For years, I have been looking for a system that truly understands how people work with files. Most platforms force you to choose between structure and flexibility. Some are great at workflow and metadata but make files feel buried and hard to reach. Others are easy to browse but fall apart when you need process, history, or context. To date, I have not found a system that blends both well, so I stopped looking and built my own.
That experience comes from working in agencies with many different companies. Almost every team uses some combination of a file system and a task or project platform. In theory, that sounds organized. In practice, it often creates a strange hierarchy where either metadata becomes a burden or files become second-class citizens. Files get trapped inside tasks, projects, or records, and over time people stop knowing where anything actually lives.
The overhaul of the Promenad Desktop File Explorer comes directly from that frustration. I wanted a system that respects process-based work like projects, clients, forums, tasks, and notes, without turning files into something you have to hunt for. Files are the work. They should be visible, navigable, and fast to find, no matter where they came from.
With this update, every file in Promenad can now be viewed independently from the Files tab. It no longer matters what type of record a file is attached to. A design mockup, a contract, a screenshot, or a zip archive can all be found in one place without needing to remember the original context in which it was uploaded. That alone removes a huge amount of friction from everyday work.

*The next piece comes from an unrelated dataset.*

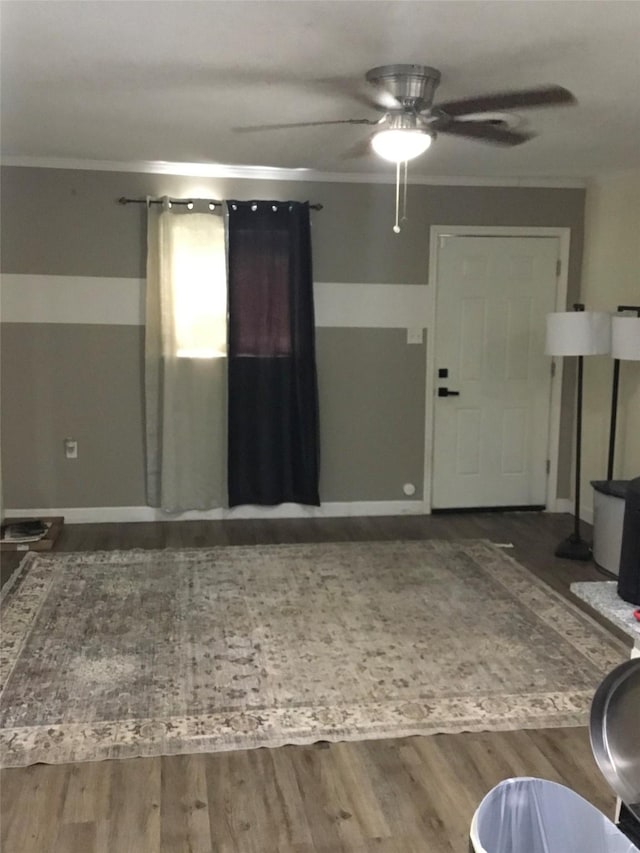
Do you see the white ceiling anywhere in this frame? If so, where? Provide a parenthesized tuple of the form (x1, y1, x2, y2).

I also rethought how depth works. Real systems grow messy over time. Folders gain folders. Projects spawn sub-projects. Assets pile up in places no one remembers creating. Instead of forcing people to click endlessly down a tree, Promenad now lets you view nested files across structures. You can move broadly when you are exploring and narrowly when you know what you want. The system adapts to how you are thinking, not the other way around.
Search and filtering were built with the same philosophy. Sometimes you remember a name. Sometimes you remember a date. Sometimes you only remember what kind of file it was or what it related to. Promenad now lets you filter files by name, date, and tags, with some tags applied automatically based on file type and context. The goal is not to make you manage metadata. It is to let metadata quietly work for you.
When this is combined with the navigation tree, the result is a workflow that feels fast in a way most systems never do. You can move to the right area, instantly see all related files, and narrow things down in seconds. There is less hunting, less guessing, and far fewer moments of thinking, “I know this exists somewhere.”
This update is not about adding features for the sake of features. It is about fixing a problem I kept running into in real work. I wanted a system that respects process, understands context, and still treats files as first-class citizens. Promenad now does all three.
I built this because I could not find it anywhere else. Now it is part of Promenad, and it is already changing how we work every day.